Сегодня Пиранези известен не только тем, что сформировал европейское представление о Риме, но и своей сложной серией причудливых тюрем Карсери, которые с тех пор оказали влияние на поколения творческих людей, от сюрреалистов до Сэмюэля Тейлора Кольриджа, Эдгара Аллана По, Хорхе Луиса Борхеса и Франца Кафки.
Эти замысловатые изображения, основанные на современных декорациях, а не на настоящих грязных подземельях времен Пиранези, бросают вызов архитектурной реальности, вместо этого играя с перспективой, освещением и масштабом. Лестницы существуют одновременно в двух плоскостях, огромные сводчатые потолки кажутся взмывающими к небу, внутренние и внешние различия исчезают. Тюремные сцены с низкой точкой зрения и маленькими хрупкими фигурами превращаются в чудовищные мегаполисы заключения, которые и по сей день прославляются как шедевры экзистенциалистской драмы.
Impossible staircases and startling ruins from Italy’s master engraver
The most famous 18th-century copper engraver, Giovanni Battista Piranesi (1720–1778) made his name with etchings of ancient Rome. His startling, chiaroscuro images imbued the city’s archaeological ruins with drama and romance and became favorite souvenirs for the Grand Tourists who traveled Italy in pursuit of classical culture and education.
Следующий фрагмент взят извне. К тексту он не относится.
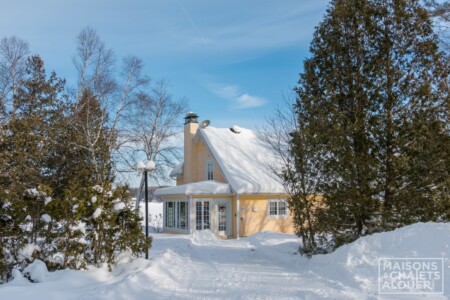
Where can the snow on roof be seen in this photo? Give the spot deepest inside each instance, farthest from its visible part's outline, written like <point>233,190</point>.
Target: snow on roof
<point>245,159</point>
<point>177,171</point>
<point>196,188</point>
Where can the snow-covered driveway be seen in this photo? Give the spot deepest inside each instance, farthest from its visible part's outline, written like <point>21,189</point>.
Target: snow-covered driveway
<point>263,266</point>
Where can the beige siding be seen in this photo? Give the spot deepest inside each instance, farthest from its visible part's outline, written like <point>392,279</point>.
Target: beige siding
<point>200,158</point>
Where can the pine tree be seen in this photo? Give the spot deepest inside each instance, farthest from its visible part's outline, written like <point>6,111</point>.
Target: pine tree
<point>374,92</point>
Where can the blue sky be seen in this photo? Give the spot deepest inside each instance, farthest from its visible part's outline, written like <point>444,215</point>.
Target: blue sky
<point>231,60</point>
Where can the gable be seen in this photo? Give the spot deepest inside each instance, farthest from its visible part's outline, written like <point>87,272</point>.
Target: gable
<point>244,159</point>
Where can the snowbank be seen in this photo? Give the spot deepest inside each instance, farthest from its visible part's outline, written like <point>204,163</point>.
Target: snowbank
<point>263,266</point>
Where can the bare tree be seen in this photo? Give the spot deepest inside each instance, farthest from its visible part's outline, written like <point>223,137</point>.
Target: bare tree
<point>97,81</point>
<point>13,55</point>
<point>142,120</point>
<point>153,131</point>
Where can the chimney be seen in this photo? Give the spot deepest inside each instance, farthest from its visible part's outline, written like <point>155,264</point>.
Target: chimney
<point>190,129</point>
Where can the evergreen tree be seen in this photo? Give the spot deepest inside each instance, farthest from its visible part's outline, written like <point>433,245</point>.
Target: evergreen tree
<point>374,92</point>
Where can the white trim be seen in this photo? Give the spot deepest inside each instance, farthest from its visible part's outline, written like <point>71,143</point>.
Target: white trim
<point>176,216</point>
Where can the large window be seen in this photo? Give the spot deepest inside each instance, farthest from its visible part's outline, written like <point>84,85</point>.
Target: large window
<point>277,208</point>
<point>176,215</point>
<point>210,170</point>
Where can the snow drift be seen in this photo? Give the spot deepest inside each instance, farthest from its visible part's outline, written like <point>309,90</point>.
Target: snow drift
<point>265,266</point>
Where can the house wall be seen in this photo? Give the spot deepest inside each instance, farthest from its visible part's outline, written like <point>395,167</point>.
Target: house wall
<point>196,154</point>
<point>202,156</point>
<point>255,217</point>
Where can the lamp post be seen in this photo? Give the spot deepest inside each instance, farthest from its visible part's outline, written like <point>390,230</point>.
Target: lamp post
<point>149,166</point>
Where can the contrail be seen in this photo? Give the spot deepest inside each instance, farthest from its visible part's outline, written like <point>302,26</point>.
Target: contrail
<point>192,22</point>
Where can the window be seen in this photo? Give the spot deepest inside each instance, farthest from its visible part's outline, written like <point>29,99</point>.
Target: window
<point>209,170</point>
<point>277,208</point>
<point>176,215</point>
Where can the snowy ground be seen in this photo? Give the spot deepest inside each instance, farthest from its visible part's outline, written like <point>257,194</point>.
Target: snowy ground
<point>263,266</point>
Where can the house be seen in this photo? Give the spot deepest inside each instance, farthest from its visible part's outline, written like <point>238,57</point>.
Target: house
<point>225,184</point>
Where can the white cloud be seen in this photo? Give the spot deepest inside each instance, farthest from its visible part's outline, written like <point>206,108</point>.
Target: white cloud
<point>238,99</point>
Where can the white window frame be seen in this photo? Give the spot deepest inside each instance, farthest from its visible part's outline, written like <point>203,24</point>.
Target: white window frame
<point>209,163</point>
<point>277,208</point>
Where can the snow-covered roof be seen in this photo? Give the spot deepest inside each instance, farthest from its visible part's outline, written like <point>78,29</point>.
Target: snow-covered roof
<point>210,187</point>
<point>177,171</point>
<point>245,159</point>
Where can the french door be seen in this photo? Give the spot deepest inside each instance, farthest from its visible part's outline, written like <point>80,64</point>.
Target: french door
<point>202,215</point>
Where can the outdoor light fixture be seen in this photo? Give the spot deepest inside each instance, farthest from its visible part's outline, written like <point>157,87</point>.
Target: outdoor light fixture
<point>141,167</point>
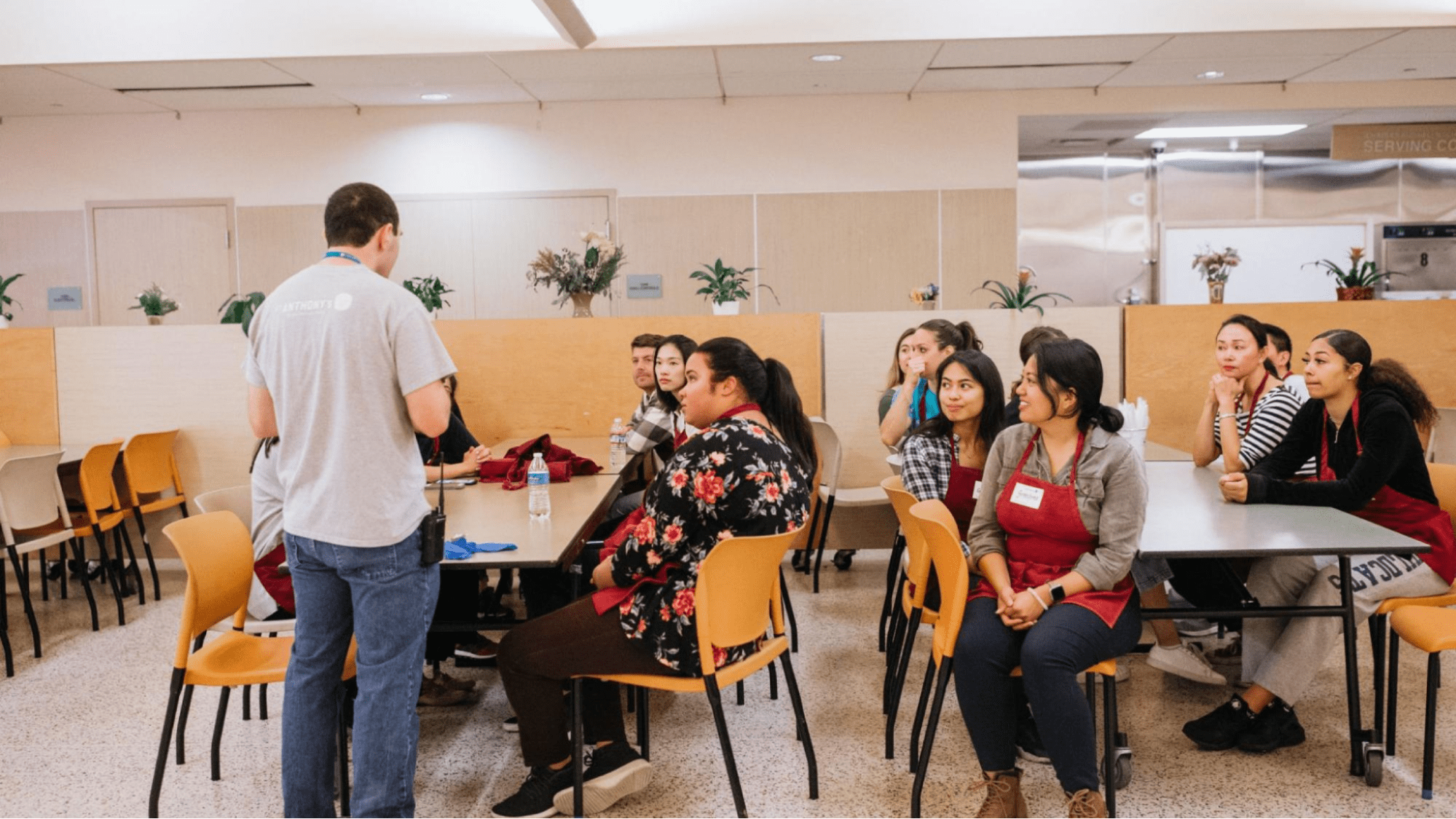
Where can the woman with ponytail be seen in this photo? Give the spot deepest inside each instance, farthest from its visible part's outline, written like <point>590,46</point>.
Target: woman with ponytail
<point>1361,422</point>
<point>1053,542</point>
<point>746,473</point>
<point>929,345</point>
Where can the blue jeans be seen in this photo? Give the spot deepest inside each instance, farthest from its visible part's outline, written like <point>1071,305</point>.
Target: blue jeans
<point>385,598</point>
<point>1052,655</point>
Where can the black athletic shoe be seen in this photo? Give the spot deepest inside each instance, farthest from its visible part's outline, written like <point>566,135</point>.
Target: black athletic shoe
<point>536,796</point>
<point>615,772</point>
<point>1275,728</point>
<point>1222,728</point>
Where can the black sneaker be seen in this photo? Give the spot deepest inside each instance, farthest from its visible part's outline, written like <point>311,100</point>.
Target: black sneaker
<point>1222,728</point>
<point>1275,728</point>
<point>536,796</point>
<point>615,772</point>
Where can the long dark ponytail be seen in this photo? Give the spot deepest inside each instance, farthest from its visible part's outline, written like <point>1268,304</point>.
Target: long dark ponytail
<point>771,386</point>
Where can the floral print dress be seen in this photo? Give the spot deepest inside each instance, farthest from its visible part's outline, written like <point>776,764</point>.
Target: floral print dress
<point>731,479</point>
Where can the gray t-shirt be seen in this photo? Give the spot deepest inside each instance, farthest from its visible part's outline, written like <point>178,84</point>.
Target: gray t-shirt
<point>339,348</point>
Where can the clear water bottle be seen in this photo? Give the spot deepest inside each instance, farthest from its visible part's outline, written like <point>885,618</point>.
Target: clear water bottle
<point>538,482</point>
<point>619,443</point>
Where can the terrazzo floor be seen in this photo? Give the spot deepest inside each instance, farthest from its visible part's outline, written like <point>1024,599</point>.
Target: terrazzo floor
<point>80,732</point>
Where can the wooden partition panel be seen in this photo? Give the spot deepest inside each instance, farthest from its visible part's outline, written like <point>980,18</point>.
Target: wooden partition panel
<point>28,386</point>
<point>574,376</point>
<point>673,236</point>
<point>1170,349</point>
<point>859,351</point>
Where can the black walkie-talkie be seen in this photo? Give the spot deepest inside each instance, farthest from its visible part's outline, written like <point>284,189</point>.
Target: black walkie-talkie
<point>433,529</point>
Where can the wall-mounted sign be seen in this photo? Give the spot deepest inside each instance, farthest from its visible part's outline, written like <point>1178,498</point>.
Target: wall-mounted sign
<point>644,285</point>
<point>63,298</point>
<point>1414,140</point>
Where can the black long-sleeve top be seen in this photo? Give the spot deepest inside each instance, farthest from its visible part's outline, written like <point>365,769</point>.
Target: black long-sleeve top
<point>1393,457</point>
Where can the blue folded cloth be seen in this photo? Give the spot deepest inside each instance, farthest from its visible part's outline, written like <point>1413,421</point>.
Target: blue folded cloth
<point>459,549</point>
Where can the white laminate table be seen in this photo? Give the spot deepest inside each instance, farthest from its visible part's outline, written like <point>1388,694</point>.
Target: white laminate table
<point>1187,517</point>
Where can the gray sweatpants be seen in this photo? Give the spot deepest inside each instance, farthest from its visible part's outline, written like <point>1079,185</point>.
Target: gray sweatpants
<point>1285,654</point>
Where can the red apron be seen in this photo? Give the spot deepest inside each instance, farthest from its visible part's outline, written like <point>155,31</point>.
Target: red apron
<point>1412,517</point>
<point>1044,543</point>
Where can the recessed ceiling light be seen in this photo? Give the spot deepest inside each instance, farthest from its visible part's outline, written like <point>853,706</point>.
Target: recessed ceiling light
<point>1206,131</point>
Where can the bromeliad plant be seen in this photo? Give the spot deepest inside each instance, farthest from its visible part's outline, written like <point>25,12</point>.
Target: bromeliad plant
<point>430,291</point>
<point>571,272</point>
<point>1024,296</point>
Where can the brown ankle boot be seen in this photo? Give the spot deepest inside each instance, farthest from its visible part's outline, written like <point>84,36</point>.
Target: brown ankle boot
<point>1087,805</point>
<point>1004,798</point>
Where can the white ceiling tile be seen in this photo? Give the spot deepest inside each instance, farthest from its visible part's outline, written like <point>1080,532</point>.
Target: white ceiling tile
<point>817,83</point>
<point>1235,70</point>
<point>444,68</point>
<point>1044,51</point>
<point>1257,44</point>
<point>239,99</point>
<point>184,74</point>
<point>1361,68</point>
<point>1033,77</point>
<point>625,87</point>
<point>858,57</point>
<point>606,64</point>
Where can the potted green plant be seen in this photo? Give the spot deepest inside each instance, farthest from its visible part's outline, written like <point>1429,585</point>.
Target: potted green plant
<point>578,277</point>
<point>430,291</point>
<point>1024,296</point>
<point>1356,282</point>
<point>725,287</point>
<point>239,309</point>
<point>6,301</point>
<point>154,304</point>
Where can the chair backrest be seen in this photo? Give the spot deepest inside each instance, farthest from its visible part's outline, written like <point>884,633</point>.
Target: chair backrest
<point>737,596</point>
<point>918,571</point>
<point>98,486</point>
<point>236,499</point>
<point>830,454</point>
<point>150,464</point>
<point>217,553</point>
<point>31,494</point>
<point>944,543</point>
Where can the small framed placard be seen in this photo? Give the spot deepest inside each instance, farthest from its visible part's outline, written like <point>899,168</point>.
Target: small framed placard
<point>63,298</point>
<point>644,285</point>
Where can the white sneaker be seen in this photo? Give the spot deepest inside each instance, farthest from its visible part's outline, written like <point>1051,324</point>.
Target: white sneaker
<point>1184,662</point>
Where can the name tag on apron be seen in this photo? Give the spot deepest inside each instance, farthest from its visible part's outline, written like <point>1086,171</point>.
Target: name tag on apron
<point>1028,496</point>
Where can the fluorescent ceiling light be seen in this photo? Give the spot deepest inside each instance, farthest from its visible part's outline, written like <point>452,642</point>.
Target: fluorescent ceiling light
<point>1209,131</point>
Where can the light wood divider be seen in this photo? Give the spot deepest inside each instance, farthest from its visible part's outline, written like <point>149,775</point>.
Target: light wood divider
<point>1170,349</point>
<point>28,386</point>
<point>574,376</point>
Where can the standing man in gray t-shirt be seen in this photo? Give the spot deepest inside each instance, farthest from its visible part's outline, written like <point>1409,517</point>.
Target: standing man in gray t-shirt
<point>344,368</point>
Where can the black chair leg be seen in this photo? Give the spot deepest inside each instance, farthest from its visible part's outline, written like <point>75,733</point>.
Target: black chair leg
<point>166,737</point>
<point>715,700</point>
<point>943,680</point>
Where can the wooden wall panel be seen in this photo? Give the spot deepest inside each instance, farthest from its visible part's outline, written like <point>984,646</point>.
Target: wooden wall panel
<point>979,242</point>
<point>858,352</point>
<point>673,236</point>
<point>842,252</point>
<point>530,376</point>
<point>50,249</point>
<point>275,243</point>
<point>1170,349</point>
<point>28,386</point>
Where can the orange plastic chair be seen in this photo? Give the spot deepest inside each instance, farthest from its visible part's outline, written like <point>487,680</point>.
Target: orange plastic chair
<point>217,553</point>
<point>737,600</point>
<point>943,540</point>
<point>151,472</point>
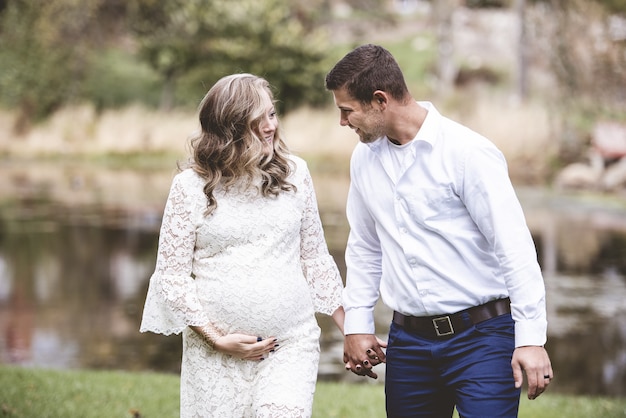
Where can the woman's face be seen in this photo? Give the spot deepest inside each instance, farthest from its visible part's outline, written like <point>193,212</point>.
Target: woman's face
<point>268,125</point>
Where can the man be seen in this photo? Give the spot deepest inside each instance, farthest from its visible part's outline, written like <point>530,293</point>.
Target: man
<point>436,230</point>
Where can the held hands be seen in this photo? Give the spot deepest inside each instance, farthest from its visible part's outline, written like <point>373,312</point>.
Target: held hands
<point>361,352</point>
<point>246,347</point>
<point>535,363</point>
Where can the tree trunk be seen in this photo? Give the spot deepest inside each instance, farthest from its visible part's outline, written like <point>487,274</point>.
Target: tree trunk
<point>446,69</point>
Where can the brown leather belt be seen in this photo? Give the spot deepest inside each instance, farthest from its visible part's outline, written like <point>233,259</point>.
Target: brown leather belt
<point>445,326</point>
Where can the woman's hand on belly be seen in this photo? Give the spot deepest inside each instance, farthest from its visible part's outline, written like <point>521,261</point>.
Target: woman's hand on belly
<point>245,347</point>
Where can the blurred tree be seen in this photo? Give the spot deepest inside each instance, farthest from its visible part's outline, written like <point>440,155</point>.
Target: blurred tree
<point>39,65</point>
<point>44,51</point>
<point>276,39</point>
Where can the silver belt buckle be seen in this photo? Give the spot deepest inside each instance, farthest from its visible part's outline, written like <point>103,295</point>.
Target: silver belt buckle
<point>443,326</point>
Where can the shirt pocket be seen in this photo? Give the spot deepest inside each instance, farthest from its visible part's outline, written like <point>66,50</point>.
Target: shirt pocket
<point>429,206</point>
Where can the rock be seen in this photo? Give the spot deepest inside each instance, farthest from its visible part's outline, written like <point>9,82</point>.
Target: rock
<point>609,139</point>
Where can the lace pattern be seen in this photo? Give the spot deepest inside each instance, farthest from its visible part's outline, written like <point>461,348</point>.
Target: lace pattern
<point>259,266</point>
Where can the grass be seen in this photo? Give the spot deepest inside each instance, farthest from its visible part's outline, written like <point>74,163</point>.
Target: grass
<point>28,393</point>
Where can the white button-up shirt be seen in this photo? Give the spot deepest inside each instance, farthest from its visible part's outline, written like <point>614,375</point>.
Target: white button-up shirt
<point>443,233</point>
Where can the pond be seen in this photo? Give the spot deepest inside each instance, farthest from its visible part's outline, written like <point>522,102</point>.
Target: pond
<point>78,245</point>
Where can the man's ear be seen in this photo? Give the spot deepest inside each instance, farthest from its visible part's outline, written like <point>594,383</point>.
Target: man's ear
<point>380,98</point>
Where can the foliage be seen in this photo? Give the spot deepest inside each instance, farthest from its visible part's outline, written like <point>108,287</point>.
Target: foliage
<point>42,53</point>
<point>117,78</point>
<point>102,394</point>
<point>207,39</point>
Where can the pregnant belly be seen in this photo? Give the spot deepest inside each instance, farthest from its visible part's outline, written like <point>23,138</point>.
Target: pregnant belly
<point>265,306</point>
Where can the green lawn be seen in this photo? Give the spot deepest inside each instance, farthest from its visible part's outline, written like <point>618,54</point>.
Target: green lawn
<point>30,393</point>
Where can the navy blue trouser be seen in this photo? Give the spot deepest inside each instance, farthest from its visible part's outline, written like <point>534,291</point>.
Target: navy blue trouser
<point>471,370</point>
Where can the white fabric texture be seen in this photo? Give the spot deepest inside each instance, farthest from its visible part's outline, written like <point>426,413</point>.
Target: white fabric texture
<point>257,265</point>
<point>444,235</point>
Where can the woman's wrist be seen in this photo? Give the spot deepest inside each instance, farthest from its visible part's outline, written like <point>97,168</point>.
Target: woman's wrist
<point>209,333</point>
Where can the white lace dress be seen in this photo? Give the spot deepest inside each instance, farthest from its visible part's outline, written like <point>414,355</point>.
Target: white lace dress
<point>258,266</point>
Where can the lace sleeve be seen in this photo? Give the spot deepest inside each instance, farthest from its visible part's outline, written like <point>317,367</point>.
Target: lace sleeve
<point>318,265</point>
<point>172,303</point>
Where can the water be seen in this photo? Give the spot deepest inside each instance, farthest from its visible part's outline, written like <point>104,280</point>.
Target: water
<point>78,245</point>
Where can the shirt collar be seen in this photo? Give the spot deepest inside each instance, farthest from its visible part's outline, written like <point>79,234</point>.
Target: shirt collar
<point>430,126</point>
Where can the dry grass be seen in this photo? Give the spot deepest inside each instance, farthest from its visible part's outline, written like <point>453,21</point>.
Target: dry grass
<point>523,132</point>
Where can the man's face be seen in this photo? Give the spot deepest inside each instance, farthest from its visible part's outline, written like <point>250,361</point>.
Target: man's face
<point>367,121</point>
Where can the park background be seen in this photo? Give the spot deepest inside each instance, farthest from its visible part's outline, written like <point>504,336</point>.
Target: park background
<point>98,99</point>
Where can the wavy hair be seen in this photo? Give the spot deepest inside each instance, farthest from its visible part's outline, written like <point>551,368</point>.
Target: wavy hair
<point>228,149</point>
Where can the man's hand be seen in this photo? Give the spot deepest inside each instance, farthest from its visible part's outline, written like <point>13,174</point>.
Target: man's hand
<point>535,363</point>
<point>361,352</point>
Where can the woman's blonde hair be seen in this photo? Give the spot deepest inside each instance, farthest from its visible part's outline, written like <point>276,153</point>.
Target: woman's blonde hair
<point>228,149</point>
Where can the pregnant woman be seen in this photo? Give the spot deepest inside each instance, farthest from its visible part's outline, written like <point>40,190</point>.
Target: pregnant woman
<point>242,264</point>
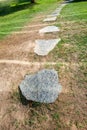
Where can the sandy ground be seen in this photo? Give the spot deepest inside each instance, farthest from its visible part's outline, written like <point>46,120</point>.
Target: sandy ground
<point>71,104</point>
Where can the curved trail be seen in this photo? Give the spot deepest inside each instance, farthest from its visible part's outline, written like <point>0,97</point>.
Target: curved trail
<point>18,62</point>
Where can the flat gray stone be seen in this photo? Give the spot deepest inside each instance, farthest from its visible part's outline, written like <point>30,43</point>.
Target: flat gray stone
<point>49,29</point>
<point>50,19</point>
<point>58,10</point>
<point>43,47</point>
<point>41,87</point>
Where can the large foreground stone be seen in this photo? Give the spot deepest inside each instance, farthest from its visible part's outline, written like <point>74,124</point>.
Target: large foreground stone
<point>49,29</point>
<point>41,87</point>
<point>43,47</point>
<point>50,19</point>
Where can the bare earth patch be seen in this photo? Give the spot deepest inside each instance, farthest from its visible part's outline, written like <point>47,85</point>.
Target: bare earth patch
<point>69,112</point>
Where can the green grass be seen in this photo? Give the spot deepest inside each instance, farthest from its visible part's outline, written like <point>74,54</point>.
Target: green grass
<point>73,24</point>
<point>75,11</point>
<point>10,22</point>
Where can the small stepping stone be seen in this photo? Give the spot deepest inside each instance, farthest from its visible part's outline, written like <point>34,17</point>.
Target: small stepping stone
<point>49,29</point>
<point>43,47</point>
<point>43,87</point>
<point>51,19</point>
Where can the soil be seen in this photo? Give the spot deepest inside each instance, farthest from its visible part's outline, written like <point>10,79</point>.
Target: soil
<point>69,112</point>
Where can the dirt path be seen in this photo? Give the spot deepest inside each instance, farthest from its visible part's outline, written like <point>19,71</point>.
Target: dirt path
<point>17,59</point>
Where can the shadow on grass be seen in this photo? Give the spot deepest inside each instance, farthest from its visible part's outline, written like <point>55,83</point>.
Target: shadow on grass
<point>7,9</point>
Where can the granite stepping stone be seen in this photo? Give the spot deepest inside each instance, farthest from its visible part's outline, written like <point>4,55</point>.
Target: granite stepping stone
<point>49,29</point>
<point>43,87</point>
<point>43,47</point>
<point>50,19</point>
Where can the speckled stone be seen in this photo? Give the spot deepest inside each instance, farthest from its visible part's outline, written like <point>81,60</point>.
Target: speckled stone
<point>41,87</point>
<point>49,29</point>
<point>50,19</point>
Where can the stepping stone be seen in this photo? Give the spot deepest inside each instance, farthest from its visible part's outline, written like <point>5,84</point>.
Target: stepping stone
<point>43,47</point>
<point>51,19</point>
<point>49,29</point>
<point>58,10</point>
<point>41,87</point>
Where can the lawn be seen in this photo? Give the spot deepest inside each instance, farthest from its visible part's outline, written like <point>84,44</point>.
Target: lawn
<point>69,111</point>
<point>21,14</point>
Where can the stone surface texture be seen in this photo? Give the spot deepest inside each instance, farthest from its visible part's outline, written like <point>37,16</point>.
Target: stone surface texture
<point>58,10</point>
<point>49,29</point>
<point>41,87</point>
<point>50,19</point>
<point>43,47</point>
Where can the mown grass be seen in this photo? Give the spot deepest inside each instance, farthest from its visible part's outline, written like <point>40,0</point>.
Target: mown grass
<point>73,24</point>
<point>19,18</point>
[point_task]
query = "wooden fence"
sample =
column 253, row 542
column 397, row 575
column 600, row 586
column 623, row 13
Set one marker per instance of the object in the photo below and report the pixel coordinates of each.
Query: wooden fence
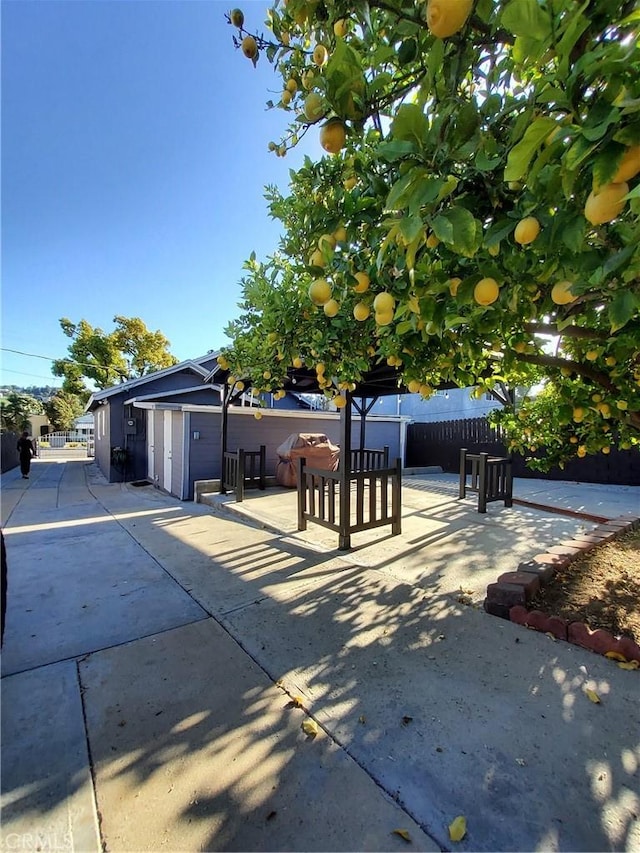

Today, Piranesi is renowned not just for shaping the European imagination of Rome, but also for his elaborate series of fanciful prisons, Carceri, which have influenced generations of creatives since, from the Surrealists to Samuel Taylor Coleridge, Edgar Allan Poe, Jorge Luis Borges, and Franz Kafka.
Loosely based on contemporary stage sets rather than the actual dingy dungeons of Piranesi’s day, these intricate images defy architectural reality to play instead with perspective, lighting, and scale. Staircases exist on two planes simultaneously, vast, vaulted ceilings seem to soar up to the heavens, interior and exterior distinctions collapse. With a low viewpoint and small, fragile figures, the prison scenes become monstrous megacities of incarceration, celebrated to this day as masterworks of existentialist drama.